Buddy, you gotta be kidding with the spin you're attempting.

Doordash is scamming the customers by taking money the customers want to give to the drivers and putting it into their coffers instead.

The vast majority of customers tip between $1 and $5.

This means on all of those deliveries, the driver gets zero benefit from the customer's tip.

Obviously no customer would ever add a tip if they knew the driver's earnings would stay the same with or without the tip.

Every customer should be told about this and made aware that the only way the driver will benefit from tips $5 or less is to tip in CASH.

Customers who tip $5 or less thru the app are throwing their money away.

Maybe customers will sue doordash.


----------



## Launchpad McQuack (Jan 8, 2019)

Nats121 said:


> Maybe customers will sue doordash.


I think the customers have a better case than the drivers. The drivers know how it works. It's somewhat unconventional, but it makes sense once you understand it. Doordash guarantees that you will make at least $X for a delivery. They don't guarantee that _they will pay you_ $X for a delivery, just that you will make at least that much. If you don't make that much on the delivery, then they chip in the difference to get you to the guaranteed minimum. I see nothing wrong with this as long as they're up front and honest about it.

Customers, on the other hand, never see the breakdown or the details of the pay structure. They are tipping through the app with the assumption that their tip will add to the driver's total pay, not reduce the amount that DoorDash chips in. Unless this is spelled out in the TOS for the customer or explained somewhere in the customer app or web site, then this could possibly be considered fraud.


----------



## Solid 5 (Aug 24, 2018)

Launchpad McQuack said:


> I think the customers have a better case than the drivers. The drivers know how it works. It's somewhat unconventional, but it makes sense once you understand it. Doordash guarantees that you will make at least $X for a delivery. They don't guarantee that _they will pay you_ $X for a delivery, just that you will make at least that much. If you don't make that much on the delivery, then they chip in the difference to get you to the guaranteed minimum. I see nothing wrong with this as long as they're up front and honest about it.
> 
> Customers, on the other hand, never see the breakdown or the details of the pay structure. They are tipping through the app with the assumption that their tip will add to the driver's total pay, not reduce the amount that DoorDash chips in. Unless this is spelled out in the TOS for the customer or explained somewhere in the customer app or web site, then this could possibly be considered fraud.

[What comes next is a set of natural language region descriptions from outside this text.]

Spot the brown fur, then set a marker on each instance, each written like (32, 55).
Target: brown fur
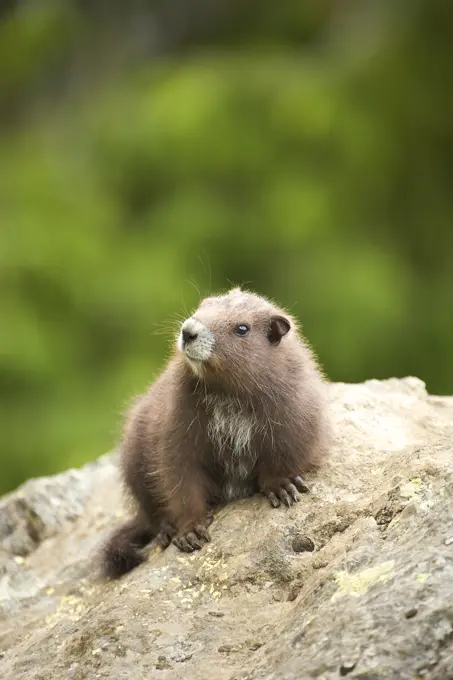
(187, 445)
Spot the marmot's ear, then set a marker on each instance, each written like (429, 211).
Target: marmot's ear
(278, 327)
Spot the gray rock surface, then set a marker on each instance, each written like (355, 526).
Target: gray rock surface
(355, 581)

Which is why I attach a little note regarding the website and the two articles, remember one of them is local to me so some already know.


----------



## Launchpad McQuack (Jan 8, 2019)

Solid 5 said:


> Which is why I attach a little note regarding the website and the two articles, remember one of them is local to me so some already know.


I would too if I delivered for DoorDash. I would prepare a stack of notes that say something along the lines of....

Curious to know where your in-app tips go???
www.notipdoordash.com

...and I would staple one of those notes to every order that I delivered.


----------



## Solid 5 (Aug 24, 2018)

Launchpad McQuack said:


> I think the customers have a better case than the drivers. The drivers know how it works. It's somewhat unconventional, but it makes sense once you understand it. Doordash guarantees that you will make at least $X for a delivery. They don't guarantee that _they will pay you_ $X for a delivery, just that you will make at least that much. If you don't make that much on the delivery, then they chip in the difference to get you to the guaranteed minimum. I see nothing wrong with this as long as they're up front and honest about it.
> 
> Customers, on the other hand, never see the breakdown or the details of the pay structure. They are tipping through the app with the assumption that their tip will add to the driver's total pay, not reduce the amount that DoorDash chips in. Unless this is spelled out in the TOS for the customer or explained somewhere in the customer app or web site, then this could possibly be considered fraud.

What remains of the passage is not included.